In this post we are going to talk about a bit more of the NoSQL features and functions that we can use to navigate our way around NoSQL columns. Some of the things we are going to look at:

  • Making JSONB/JSON columns part of our SELECT or UPDATE (SQL) queries
  • Modifying JSONB fields partially (or filling in details that need to come from other relational fields)
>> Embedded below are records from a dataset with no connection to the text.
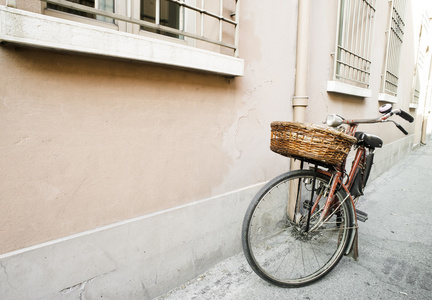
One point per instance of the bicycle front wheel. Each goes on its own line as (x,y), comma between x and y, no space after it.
(275,240)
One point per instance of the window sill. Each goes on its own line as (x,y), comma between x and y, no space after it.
(30,29)
(343,88)
(387,98)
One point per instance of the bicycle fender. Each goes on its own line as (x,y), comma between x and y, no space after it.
(353,219)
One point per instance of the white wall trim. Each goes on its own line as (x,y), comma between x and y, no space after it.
(343,88)
(31,29)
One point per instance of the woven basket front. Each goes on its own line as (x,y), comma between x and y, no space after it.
(310,142)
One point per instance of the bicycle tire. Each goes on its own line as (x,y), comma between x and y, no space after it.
(273,242)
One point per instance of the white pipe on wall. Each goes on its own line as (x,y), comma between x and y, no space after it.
(300,99)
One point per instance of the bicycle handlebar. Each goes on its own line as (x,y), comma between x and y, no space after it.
(401,128)
(337,120)
(405,115)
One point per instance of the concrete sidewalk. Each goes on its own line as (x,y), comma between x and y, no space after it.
(395,248)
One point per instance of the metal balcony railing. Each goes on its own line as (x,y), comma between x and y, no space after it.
(157,25)
(353,41)
(394,47)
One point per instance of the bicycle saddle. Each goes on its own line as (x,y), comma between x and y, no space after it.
(368,140)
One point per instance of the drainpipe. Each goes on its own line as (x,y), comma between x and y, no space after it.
(300,99)
(426,109)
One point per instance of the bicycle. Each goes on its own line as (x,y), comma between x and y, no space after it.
(301,223)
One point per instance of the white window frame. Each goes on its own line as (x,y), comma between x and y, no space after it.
(352,58)
(395,33)
(43,31)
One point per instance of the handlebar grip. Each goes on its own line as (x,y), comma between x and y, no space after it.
(406,116)
(402,129)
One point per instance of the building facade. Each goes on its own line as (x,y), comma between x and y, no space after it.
(135,133)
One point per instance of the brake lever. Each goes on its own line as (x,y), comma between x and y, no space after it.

Querying JSONB/JSON NoSQL columns

In the simplest of use cases, you will find a need to select your rows based on a fields value within the JSONB. For the purpose of our exercise, let us assume a table and possible values of the column cells.

Posts

id      |  owner_id  |  post_text                                                                |   comments
———————————————————————————————–
1        |  27                 |  PostgreSQL is fun!                                            |   [ ]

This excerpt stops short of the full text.